As you know, we've been tracking e-voting and the CA story for a while. Today's lunchtime listen is from NPR's Talk of the Nation, August 3, 2007. In this 17 minute segment, NPR interviews Matt Bishop, co-director, Computer Security Laboratory; professor, department of computer science at UC Davis, the leader of the hacking effort of e-voting machines certified for use in CA. His red team was able to compromise the security of all the systems tested! Particularly interesting was his description of "social engineering" which is sort of like phishing in which people are manipulated into performing actions or divulging confidential information. In other words, the *technology* can be easily hacked out of human or social weakness!
We've been tracking the continuing saga of electronic voting for a while.

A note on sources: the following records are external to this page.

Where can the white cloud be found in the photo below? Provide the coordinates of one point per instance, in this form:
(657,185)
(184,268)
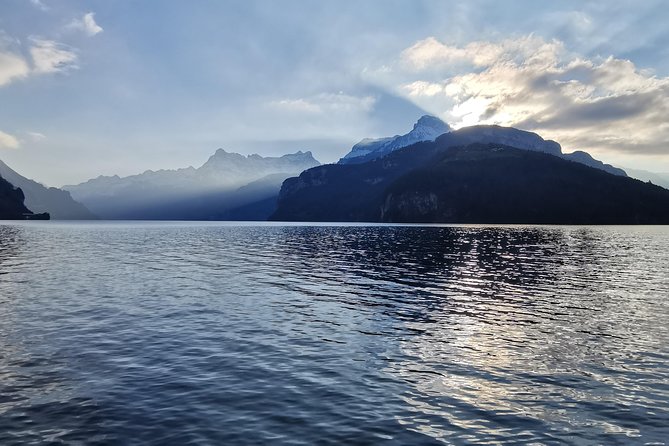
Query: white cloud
(12,67)
(604,104)
(8,141)
(50,56)
(325,103)
(47,56)
(36,136)
(40,4)
(86,24)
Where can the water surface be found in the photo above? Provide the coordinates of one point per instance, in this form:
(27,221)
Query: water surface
(189,333)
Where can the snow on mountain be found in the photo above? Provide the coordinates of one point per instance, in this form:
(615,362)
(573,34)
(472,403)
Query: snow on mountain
(427,128)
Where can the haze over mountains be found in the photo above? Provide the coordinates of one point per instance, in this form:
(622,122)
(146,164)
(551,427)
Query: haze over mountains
(211,192)
(38,198)
(373,182)
(479,174)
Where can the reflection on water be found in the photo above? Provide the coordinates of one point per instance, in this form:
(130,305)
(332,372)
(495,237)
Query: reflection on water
(207,333)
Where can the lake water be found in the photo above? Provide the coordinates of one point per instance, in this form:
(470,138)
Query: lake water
(181,333)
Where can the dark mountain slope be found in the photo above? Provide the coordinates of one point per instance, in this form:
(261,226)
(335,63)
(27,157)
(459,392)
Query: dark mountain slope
(487,184)
(478,183)
(11,202)
(58,203)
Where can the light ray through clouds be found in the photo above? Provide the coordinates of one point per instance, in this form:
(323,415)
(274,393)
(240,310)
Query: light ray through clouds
(124,87)
(605,104)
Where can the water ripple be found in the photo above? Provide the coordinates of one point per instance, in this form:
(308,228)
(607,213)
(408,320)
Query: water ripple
(180,333)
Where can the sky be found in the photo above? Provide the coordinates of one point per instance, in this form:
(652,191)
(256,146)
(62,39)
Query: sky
(98,87)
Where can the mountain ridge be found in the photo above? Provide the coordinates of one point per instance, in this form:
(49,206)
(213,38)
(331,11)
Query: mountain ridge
(359,192)
(187,193)
(58,203)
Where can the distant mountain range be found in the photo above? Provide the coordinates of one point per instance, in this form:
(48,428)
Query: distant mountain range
(38,198)
(480,174)
(214,191)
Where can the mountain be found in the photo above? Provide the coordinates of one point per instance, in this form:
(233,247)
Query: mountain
(11,202)
(38,198)
(466,176)
(585,158)
(203,193)
(427,128)
(659,178)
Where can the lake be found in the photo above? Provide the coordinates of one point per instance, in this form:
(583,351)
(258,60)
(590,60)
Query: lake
(221,333)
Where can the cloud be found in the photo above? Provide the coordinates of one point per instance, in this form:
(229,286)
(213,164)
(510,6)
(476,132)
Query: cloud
(8,141)
(46,56)
(86,24)
(605,104)
(39,4)
(50,56)
(36,136)
(325,103)
(12,67)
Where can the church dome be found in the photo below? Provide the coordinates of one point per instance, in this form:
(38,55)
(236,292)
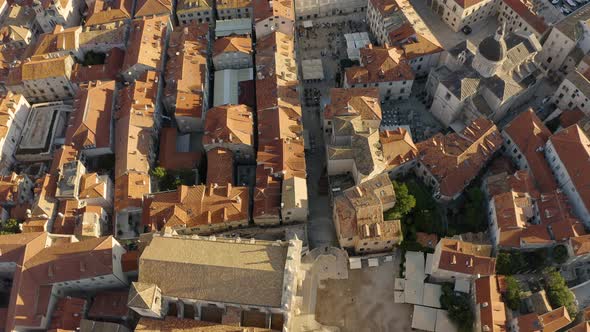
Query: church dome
(493,48)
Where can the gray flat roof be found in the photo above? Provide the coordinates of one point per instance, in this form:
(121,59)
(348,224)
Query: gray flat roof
(217,271)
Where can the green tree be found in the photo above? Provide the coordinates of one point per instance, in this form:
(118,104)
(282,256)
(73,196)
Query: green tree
(159,172)
(458,306)
(404,202)
(559,254)
(513,293)
(558,293)
(503,264)
(10,226)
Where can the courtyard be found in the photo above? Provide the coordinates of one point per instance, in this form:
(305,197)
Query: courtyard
(364,301)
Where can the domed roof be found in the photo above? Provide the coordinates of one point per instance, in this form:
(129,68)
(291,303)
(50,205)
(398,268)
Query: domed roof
(493,48)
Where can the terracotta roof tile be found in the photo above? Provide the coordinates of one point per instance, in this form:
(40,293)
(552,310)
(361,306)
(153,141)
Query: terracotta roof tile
(385,7)
(232,124)
(491,307)
(232,43)
(105,72)
(227,4)
(580,244)
(130,188)
(170,158)
(68,314)
(59,40)
(529,134)
(267,195)
(146,43)
(283,156)
(358,211)
(427,240)
(197,206)
(355,101)
(380,64)
(153,7)
(465,257)
(186,68)
(109,304)
(398,146)
(220,166)
(264,9)
(55,264)
(134,125)
(455,159)
(573,149)
(104,12)
(90,123)
(535,21)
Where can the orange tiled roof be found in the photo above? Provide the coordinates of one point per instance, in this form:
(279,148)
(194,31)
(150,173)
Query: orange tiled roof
(358,212)
(153,7)
(468,3)
(283,156)
(130,188)
(59,263)
(146,42)
(226,4)
(398,146)
(456,159)
(90,123)
(105,72)
(465,257)
(278,123)
(385,7)
(582,327)
(581,244)
(173,324)
(220,166)
(91,186)
(427,240)
(555,320)
(267,195)
(355,101)
(264,9)
(276,73)
(232,43)
(529,133)
(109,304)
(134,125)
(65,222)
(170,158)
(58,40)
(573,148)
(104,12)
(380,64)
(491,307)
(535,21)
(197,205)
(232,124)
(418,47)
(68,314)
(571,117)
(521,182)
(186,68)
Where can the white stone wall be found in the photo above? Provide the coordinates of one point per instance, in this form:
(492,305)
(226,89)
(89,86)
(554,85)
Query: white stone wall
(8,143)
(566,97)
(566,184)
(195,15)
(232,60)
(555,50)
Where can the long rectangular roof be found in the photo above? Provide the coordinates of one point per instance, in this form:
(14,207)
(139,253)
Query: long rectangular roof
(249,273)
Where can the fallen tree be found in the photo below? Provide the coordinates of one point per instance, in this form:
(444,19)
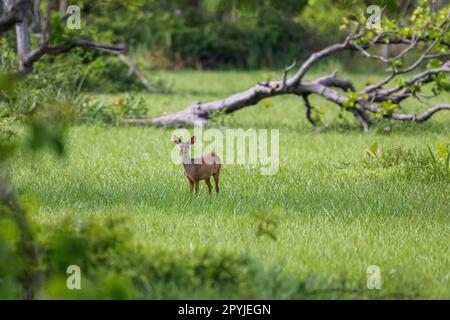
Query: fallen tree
(18,13)
(426,33)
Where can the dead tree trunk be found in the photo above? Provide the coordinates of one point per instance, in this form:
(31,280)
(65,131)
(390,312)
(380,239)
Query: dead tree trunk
(363,104)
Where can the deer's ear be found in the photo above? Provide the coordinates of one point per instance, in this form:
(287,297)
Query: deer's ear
(176,139)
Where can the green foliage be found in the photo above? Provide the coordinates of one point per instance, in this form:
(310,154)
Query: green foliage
(424,163)
(93,110)
(108,74)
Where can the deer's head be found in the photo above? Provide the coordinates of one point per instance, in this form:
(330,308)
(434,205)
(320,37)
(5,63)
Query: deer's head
(184,146)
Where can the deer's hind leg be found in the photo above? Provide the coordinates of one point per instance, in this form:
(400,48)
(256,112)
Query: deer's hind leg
(216,181)
(208,183)
(191,184)
(196,185)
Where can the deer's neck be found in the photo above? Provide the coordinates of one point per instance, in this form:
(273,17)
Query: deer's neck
(186,159)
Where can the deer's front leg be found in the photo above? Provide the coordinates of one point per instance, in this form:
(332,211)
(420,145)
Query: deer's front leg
(191,184)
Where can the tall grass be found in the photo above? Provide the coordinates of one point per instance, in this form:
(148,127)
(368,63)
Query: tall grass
(337,215)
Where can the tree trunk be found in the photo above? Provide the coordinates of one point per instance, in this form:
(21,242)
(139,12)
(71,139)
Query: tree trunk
(23,40)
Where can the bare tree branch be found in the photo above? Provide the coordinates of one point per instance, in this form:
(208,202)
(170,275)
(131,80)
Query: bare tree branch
(421,117)
(15,15)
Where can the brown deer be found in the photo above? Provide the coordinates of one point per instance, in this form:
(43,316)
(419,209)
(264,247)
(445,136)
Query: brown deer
(201,168)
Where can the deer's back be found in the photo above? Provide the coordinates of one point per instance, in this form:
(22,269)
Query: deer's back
(203,167)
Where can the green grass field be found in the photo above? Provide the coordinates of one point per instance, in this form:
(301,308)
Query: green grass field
(338,212)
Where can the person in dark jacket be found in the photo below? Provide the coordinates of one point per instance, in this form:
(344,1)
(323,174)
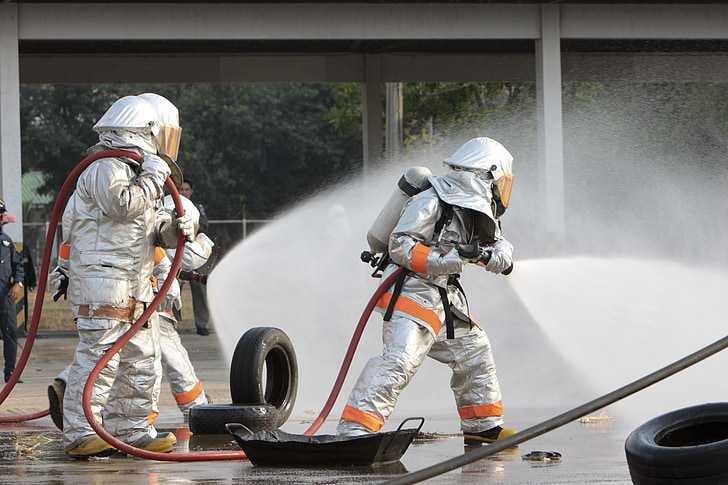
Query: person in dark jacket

You'll remember that last week, we posted about a report from two teams of researchers at the University of CA about the vulnerability of electronic voting machines. The latest news is that, on Friday, August 3, California Secretary of State Debra Bowen de-certified (with a path for conditional recertification) all the electronic voting machines used in California. Brad's blog has the scoop:
Bowen announced that she will be disallowing the use of Direct Recording Electronic (DRE, usually touch-screen) voting systems made by the Diebold and Sequoia companies on Election Day, allowing only one DRE machine per polling place which may be used for disabled voters. The paper trails from votes cast on DREs manufactured by those two companies must be 100% manually counted after Election Day. DREs made by Hart-Intercivic are used in only one California county and will be allowed for use pending security upgrades.